According to a new report by Blockchain, the “number of active stablecoin projects has dramatically increased over the past 12-18 months and more than a dozen project teams have stated they plan to launch in the coming weeks/months.” So, it’s no arguing that they’re hot right now in the crypto space. But who are the big contenders — and what are the new developments?

The Stablecoin Craze

Today, Tether is by far the most popular stablecoin and is used primarily as a crypto-replacement for the dollar. It’s the most traded stablecoin as well and is currently valued over $2 billion. Tether claims that all of their printed currency is backed up by real dollars and they even did an audit with a major law firm based in D.C. just this past June.

However, the question still remains not just for Tether, but for all stablecoins: how do we know what they are saying is correct? Do they actually have their cryptocurrency backed up by a real-world asset?

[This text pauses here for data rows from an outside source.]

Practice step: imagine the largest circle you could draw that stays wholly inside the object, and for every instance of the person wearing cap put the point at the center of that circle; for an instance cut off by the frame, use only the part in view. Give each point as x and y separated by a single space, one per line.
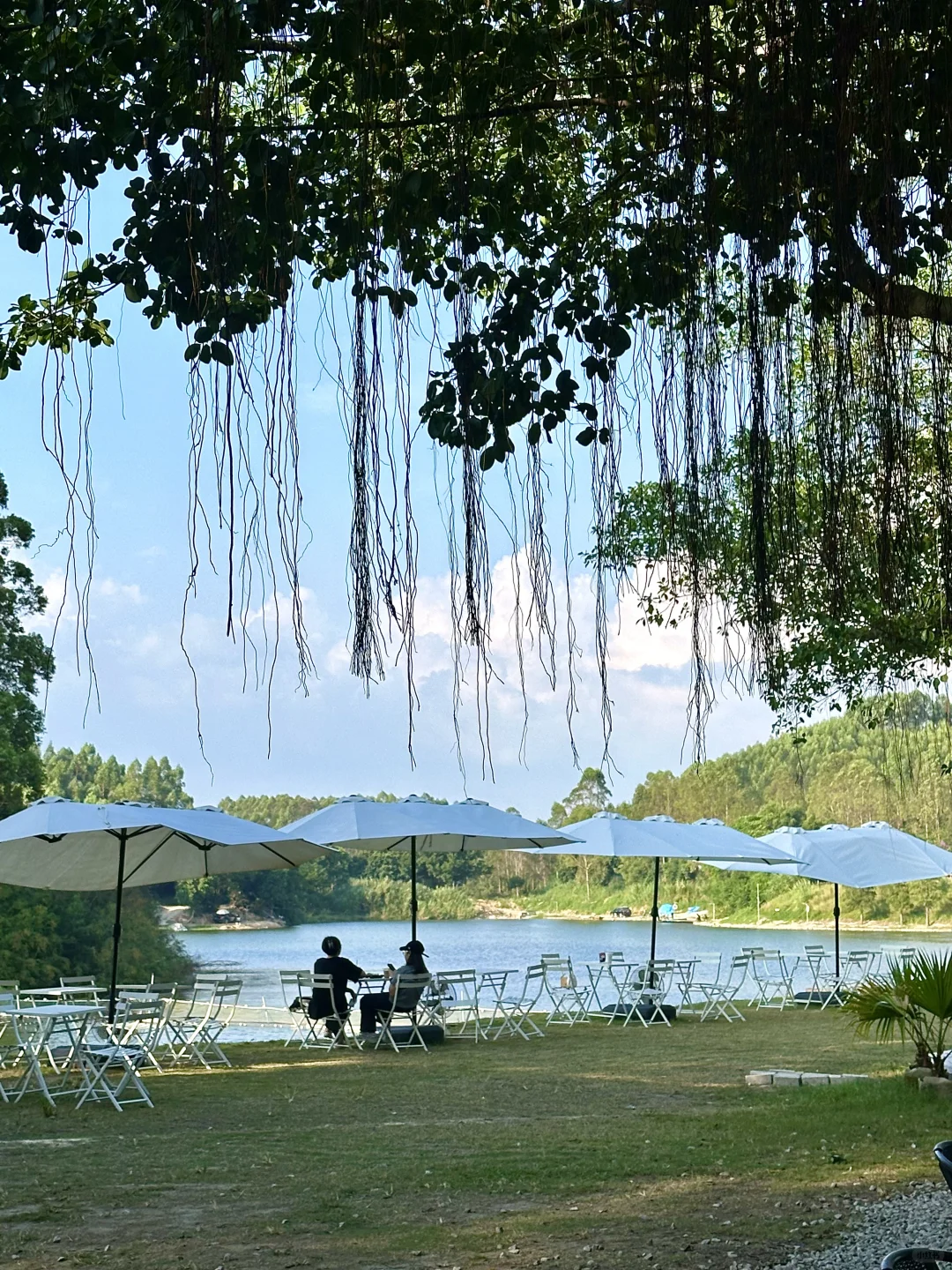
342 972
375 1004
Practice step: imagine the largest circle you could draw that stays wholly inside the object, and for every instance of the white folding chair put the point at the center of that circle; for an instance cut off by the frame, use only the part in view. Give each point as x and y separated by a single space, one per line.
773 978
80 989
857 967
456 1004
641 995
569 1000
404 1005
686 973
11 1050
512 1015
195 1034
296 1006
111 1067
721 995
331 1030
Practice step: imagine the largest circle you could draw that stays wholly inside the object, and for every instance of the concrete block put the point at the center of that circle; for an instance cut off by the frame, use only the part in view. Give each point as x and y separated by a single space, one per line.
917 1073
940 1085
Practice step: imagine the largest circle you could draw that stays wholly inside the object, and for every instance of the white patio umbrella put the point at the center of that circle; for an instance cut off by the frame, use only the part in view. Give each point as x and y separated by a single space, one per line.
608 833
58 845
417 825
871 855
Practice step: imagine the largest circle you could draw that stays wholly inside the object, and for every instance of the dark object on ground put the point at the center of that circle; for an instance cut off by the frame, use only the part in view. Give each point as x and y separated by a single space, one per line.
915 1259
925 1259
943 1154
643 1011
814 998
430 1034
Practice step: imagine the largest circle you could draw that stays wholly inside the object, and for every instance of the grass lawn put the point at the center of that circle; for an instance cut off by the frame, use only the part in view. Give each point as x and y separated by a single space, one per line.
594 1147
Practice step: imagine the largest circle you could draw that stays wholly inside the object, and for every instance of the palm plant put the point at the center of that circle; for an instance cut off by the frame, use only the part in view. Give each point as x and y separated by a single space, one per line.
909 1002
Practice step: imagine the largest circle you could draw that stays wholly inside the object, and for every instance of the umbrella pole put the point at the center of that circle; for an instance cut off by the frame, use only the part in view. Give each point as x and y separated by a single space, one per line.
117 926
836 923
654 915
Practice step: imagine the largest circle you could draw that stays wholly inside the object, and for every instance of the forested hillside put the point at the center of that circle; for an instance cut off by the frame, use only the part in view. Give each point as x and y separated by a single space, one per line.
888 761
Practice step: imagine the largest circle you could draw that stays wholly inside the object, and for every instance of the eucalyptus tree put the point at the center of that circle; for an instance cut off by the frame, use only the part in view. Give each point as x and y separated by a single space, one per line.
721 225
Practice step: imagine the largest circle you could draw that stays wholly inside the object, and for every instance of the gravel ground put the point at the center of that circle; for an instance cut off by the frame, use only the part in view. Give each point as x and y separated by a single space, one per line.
920 1217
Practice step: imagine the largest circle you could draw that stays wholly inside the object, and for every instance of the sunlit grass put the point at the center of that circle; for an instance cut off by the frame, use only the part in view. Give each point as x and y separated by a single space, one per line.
607 1134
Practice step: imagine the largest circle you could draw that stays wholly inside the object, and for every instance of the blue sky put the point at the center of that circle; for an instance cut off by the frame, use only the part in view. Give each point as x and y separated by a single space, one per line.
333 739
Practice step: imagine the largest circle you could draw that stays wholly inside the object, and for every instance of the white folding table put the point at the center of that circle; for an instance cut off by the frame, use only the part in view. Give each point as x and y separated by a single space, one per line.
34 1027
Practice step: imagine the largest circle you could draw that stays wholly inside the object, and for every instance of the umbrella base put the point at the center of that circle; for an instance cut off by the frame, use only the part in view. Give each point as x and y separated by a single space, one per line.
814 998
643 1011
430 1034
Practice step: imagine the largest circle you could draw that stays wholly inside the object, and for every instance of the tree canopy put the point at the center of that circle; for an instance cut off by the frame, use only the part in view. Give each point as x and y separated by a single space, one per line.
86 776
26 664
727 224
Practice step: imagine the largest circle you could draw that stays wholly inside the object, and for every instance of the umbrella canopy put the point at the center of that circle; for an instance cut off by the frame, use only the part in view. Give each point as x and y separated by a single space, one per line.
871 855
608 833
58 845
470 826
417 825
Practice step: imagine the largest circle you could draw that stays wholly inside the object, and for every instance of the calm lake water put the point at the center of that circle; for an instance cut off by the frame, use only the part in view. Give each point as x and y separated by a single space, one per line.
495 945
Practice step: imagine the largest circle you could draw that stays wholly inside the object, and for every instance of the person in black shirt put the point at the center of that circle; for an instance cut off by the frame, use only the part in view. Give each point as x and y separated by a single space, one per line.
342 972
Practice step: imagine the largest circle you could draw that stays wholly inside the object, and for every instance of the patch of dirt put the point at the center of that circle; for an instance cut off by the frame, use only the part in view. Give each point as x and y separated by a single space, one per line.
697 1223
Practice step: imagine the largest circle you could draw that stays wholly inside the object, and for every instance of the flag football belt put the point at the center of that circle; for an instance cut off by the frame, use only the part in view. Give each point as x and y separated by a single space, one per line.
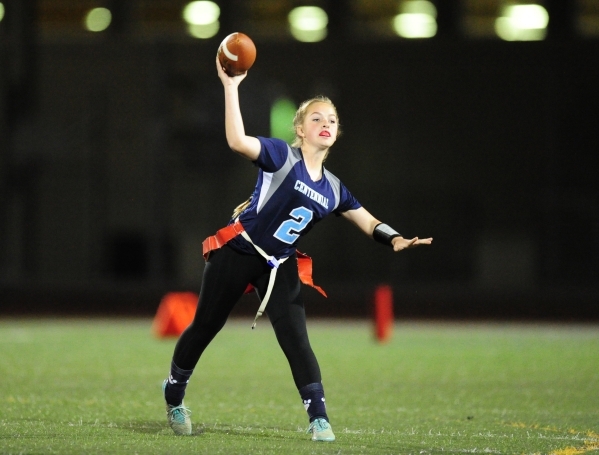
304 262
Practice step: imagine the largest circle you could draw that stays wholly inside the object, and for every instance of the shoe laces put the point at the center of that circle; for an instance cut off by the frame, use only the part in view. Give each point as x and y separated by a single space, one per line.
318 425
179 413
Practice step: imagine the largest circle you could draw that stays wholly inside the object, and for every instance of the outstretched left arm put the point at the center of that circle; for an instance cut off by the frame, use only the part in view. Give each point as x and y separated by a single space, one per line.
367 223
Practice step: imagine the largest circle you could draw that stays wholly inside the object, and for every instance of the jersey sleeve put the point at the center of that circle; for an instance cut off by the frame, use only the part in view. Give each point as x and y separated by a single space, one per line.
347 201
273 154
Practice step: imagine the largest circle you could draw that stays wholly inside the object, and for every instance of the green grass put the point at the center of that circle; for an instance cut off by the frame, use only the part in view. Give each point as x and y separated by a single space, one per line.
93 387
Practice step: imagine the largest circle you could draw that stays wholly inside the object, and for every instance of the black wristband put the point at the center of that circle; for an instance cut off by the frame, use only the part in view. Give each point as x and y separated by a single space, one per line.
383 233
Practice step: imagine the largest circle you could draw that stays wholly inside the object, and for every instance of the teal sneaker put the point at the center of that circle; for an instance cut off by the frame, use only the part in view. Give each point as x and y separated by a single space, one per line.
178 417
321 430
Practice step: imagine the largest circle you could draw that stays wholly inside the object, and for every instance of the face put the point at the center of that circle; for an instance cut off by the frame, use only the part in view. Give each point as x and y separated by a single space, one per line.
320 126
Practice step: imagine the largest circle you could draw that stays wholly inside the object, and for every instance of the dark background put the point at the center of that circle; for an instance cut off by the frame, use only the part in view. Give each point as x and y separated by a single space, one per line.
114 166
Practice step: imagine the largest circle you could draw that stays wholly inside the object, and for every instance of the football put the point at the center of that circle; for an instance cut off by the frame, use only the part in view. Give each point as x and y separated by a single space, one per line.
237 53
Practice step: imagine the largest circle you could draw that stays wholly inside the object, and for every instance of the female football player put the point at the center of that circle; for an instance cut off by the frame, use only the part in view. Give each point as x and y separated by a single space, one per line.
258 248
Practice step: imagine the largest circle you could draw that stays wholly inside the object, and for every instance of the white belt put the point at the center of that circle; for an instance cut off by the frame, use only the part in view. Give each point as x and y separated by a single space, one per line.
274 263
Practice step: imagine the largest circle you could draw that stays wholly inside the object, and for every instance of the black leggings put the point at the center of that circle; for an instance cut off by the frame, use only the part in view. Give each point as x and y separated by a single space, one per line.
226 276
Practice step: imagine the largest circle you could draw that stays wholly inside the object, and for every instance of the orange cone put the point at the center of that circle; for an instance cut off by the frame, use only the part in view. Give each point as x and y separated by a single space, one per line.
175 313
383 313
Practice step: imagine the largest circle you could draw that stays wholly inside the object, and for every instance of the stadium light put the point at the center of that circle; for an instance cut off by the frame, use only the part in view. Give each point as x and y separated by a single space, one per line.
97 19
416 19
202 19
282 112
522 23
308 23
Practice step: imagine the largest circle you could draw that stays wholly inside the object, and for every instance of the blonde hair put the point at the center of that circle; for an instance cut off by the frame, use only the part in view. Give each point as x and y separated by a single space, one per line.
298 120
301 112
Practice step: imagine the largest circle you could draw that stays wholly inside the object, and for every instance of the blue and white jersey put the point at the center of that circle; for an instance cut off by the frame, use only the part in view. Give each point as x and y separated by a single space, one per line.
286 202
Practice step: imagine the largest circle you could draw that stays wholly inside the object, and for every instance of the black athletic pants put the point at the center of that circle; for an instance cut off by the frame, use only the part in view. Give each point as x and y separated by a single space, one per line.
226 276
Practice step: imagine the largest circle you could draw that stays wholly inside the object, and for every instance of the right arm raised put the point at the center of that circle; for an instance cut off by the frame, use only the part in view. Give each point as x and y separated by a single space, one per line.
247 146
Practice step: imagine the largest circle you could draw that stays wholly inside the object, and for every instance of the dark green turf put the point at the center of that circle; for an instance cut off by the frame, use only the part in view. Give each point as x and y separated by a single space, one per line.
93 387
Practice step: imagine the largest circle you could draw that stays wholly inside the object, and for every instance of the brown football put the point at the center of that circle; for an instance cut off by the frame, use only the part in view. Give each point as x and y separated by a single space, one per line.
237 53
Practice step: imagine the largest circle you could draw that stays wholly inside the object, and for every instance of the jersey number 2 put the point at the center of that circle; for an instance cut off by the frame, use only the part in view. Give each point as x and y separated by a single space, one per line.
288 231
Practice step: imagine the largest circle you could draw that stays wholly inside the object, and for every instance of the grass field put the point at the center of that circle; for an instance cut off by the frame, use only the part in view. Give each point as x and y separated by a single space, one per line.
93 387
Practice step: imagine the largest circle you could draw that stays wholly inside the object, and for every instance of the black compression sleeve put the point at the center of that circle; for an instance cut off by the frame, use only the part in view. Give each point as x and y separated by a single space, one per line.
383 233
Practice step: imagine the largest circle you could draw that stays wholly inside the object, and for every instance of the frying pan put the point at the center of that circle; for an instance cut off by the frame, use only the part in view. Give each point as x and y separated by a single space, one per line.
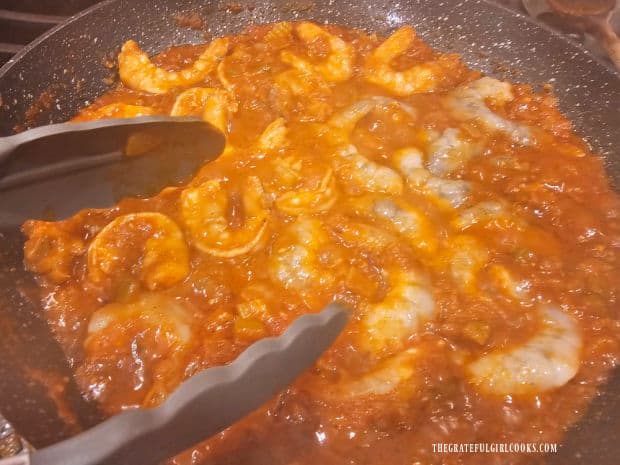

Take, for example, Gemini which recently put out their Gemini dollar. Despite many stablecoins claiming to be backed by real-world assets, many of them are still yet to be audited or they’re still in the works. Gemini dollar, for example, was approved by the New York Department of Financial Services. It’s this basic level of trust and regulatory oversight that has the potential to make stablecoins here to stay.

In fact, stablecoins do serve an important function in the crypto-ecosystem. If the goal of the space is someday make most real-world assets reified digitally, in a distributed ledger, then it would make sense that most of our current assets today, such as gold or oil, should have their crypto-equivalent. However, stablecoins have to be created by existing, large firms who have that kind of real-world supply where they can back their cryptocurrency. If they don’t, then they are effectively printing money out of thin air.

In yet another example, Goldman Sachs-backed Circle is creating their own ‘US Dollar Coin’ which will be a foundational piece of rebuilding the entire financial sector on top of crypto. In effect, it makes the conversion from fiat to crypto much easier. According to Blockchain’s report, some “$335 million in venture funding has been raised by all stablecoin project teams to date.”

Perhaps the reason so many are now appearing is because of the criticism Tether has received over the years and people want alternatives. This is part of the reason why Circle is creating ‘US Dollar Coin.’

Reason to Be Skeptical

However, others see this current craze as reason for concern. For example, some have commented that the real shady purpose of stablecoins would be for exchanges to move funds without having to pass through the banking system. It would essentially allow for a suspension of regulatory oversight. However, given that many of the emerging stablecoins are state-backed and regulated, this might be a forgone concern. Perhaps it was valid a year ago, but now, with the amount of oversight present, it seems less pressing.

In a lengthy blogpost, Preston Byrne, who is a fellow of the Adam Smith Institute and former COO of Monax, has called stablecoins “doomed to fail.” In the post, he accounts for the history of the space and how its underlying motive was also shady. How Bitshares in 2014, for example, tried to create its own “USD peg” system and after 100 hours, failed to produce the necessary infrastructure for it to succeed. However, is Byrne really considering the maturation of the space since then?

It seems that, although the craze may be blown over and many of these projects might fail in the long-run, the real regulatory oversight following these projects means that tokenized real-world assets are likely here to stay. If the goal of the crypto space is to integrate all of these many different aspects of the real-world economy into a digitized, blockchain-based form, then we should welcome stablecoins as crypto’s next real development. It is merely one piece of the puzzle in the greater adoption model that we are slowly building towards.